Oggi a San Vito di Cadore (Belluno) è stato installato il secondo pluviometro per il monitoraggio della parete di Croda Marcora, dalla cui cima si sono staccate le frane che hanno prodotto le due colate detritiche che una decina di giorni fa hanno invaso e bloccato la statale 51 Alemagna che porta a Cortina d’Ampezzo. La strumentazione, fornita dalla Provincia di Belluno e posizionata a circa 3000 metri di quota con l’ausilio di un elicottero della Regione, darà l‘allerta di nuove colate detritiche in caso di precipitazioni.
Massimo Bortoluzzi, consigliere provinciale alla Difesa del suolo e della Protezione Civile, ha ringraziato la Regione Veneto “per la tempestiva collaborazione. Quando le istituzioni lavorano insieme in sinergia, i risultati arrivano velocemente e in modo efficace”, dice. “Il pluviometro è uno degli strumenti fondamentali per l’attivazione dei sistemi di allerta e monitoraggio, che saranno gestiti da Anas per la sicurezza della viabilità sulla Strada statale 51. La sicurezza del territorio è una priorità. Continuiamo a lavorare con determinazione“, aggiunge.
Ieri, secondo giorno di riapertura parziale e solo diurna della statale, era stato installato il radar interferometrico del Centro per la Protezione Civile dell’Università di Firenze. Ormai completato il sistema di allerta, dalla prossima settimana la statale 51 Alemagna dovrebbe essere riaperta anche di notte.
Una strada d’emergenza
Inoltre, ai microfoni di Radio Cortina e come si legge sui social dell’emittente, Stefano Ghezze, assessore del Comune di Cortina d’Ampezzo, ha detto che i Comuni di San Vito e Cortina “stanno raggiungendo un’intesa, assieme al Presidente delle Regole d’Ampezzo, per consentire il transito tramite servizio navette, lungo la strada silvopastorale situata sulla destra del Boite, in particolar modo in caso di emergenza o di chiusura della statale 51″.
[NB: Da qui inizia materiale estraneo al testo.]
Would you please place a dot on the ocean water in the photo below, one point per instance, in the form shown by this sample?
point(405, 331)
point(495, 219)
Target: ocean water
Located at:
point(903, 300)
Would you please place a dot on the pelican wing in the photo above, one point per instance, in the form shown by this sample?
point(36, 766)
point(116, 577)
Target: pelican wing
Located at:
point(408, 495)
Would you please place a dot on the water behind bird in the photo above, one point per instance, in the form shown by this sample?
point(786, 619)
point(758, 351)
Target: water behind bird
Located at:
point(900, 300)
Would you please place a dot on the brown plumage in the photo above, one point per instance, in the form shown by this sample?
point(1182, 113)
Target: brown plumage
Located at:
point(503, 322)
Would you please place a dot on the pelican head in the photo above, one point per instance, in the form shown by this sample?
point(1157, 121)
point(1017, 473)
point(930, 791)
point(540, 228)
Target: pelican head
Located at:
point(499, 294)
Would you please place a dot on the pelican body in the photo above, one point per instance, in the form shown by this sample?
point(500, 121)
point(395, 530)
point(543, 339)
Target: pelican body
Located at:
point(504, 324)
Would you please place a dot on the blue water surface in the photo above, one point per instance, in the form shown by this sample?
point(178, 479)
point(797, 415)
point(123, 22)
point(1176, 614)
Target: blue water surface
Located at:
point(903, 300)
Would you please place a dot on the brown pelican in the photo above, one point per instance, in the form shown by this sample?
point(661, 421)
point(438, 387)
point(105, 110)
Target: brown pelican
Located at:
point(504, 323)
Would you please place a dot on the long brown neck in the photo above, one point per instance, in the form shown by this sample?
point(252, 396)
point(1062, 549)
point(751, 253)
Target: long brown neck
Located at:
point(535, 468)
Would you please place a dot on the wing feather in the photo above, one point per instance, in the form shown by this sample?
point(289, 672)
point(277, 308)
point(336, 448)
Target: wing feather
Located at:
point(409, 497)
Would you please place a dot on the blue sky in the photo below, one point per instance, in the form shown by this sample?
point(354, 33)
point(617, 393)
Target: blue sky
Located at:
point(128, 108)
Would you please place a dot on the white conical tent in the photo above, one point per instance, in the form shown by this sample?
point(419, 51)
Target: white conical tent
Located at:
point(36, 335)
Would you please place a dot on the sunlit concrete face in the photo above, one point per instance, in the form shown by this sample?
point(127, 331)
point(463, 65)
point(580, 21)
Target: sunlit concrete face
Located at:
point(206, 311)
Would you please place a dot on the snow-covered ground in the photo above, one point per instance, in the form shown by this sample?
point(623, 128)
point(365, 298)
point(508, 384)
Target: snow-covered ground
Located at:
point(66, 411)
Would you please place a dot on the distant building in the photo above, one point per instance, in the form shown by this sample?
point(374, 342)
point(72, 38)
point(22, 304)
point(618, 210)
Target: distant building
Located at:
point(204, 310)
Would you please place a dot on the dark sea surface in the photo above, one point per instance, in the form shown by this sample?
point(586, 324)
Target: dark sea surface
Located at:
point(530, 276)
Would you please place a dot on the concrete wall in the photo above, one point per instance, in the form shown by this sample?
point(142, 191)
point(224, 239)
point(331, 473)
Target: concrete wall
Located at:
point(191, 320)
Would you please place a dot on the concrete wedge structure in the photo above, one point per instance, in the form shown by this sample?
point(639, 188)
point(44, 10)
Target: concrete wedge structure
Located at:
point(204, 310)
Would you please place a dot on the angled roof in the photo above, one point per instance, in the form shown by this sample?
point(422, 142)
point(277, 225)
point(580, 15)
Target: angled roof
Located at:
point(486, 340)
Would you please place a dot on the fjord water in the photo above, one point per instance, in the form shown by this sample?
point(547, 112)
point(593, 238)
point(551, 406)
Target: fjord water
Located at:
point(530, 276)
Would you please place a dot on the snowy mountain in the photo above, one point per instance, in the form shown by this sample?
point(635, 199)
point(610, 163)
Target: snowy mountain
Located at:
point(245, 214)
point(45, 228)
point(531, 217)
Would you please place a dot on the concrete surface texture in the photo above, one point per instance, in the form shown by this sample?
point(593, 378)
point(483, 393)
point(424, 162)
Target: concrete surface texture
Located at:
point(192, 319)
Questa strada, regolamentata da una normativa regionale e non adatta al traffico ordinario allo stato attuale, sarà transitabile esclusivamente nei momenti in cui la Alemagna sarà chiusa e soltanto per i veicoli Ncc muniti di apposito pass, rilasciato dalle amministrazioni comunali. I veicoli autorizzati dovranno essere idonei ad affrontare le condizioni della strada.
“Questa soluzione permetterà di istituire apposite navette, a beneficio di pendolari e residenti, per facilitare il raggiungimento di entrambi i paesi nel caso in cui la strada principale venga nuovamente chiusa. L’obiettivo è minimizzare il più possibile i disagi e garantire la continuità dei collegamenti tra le due comunità, un risultato che è stato possibile raggiungere soltanto grazie alla collaborazione di tutti gli enti coinvolti“, dicono le amministrazioni in una nota congiunta. Con tanto di ringraziamento “per la collaborazione e la comprensione, con la certezza che questa misura temporanea contribuirà a superare insieme questa fase di difficoltà”.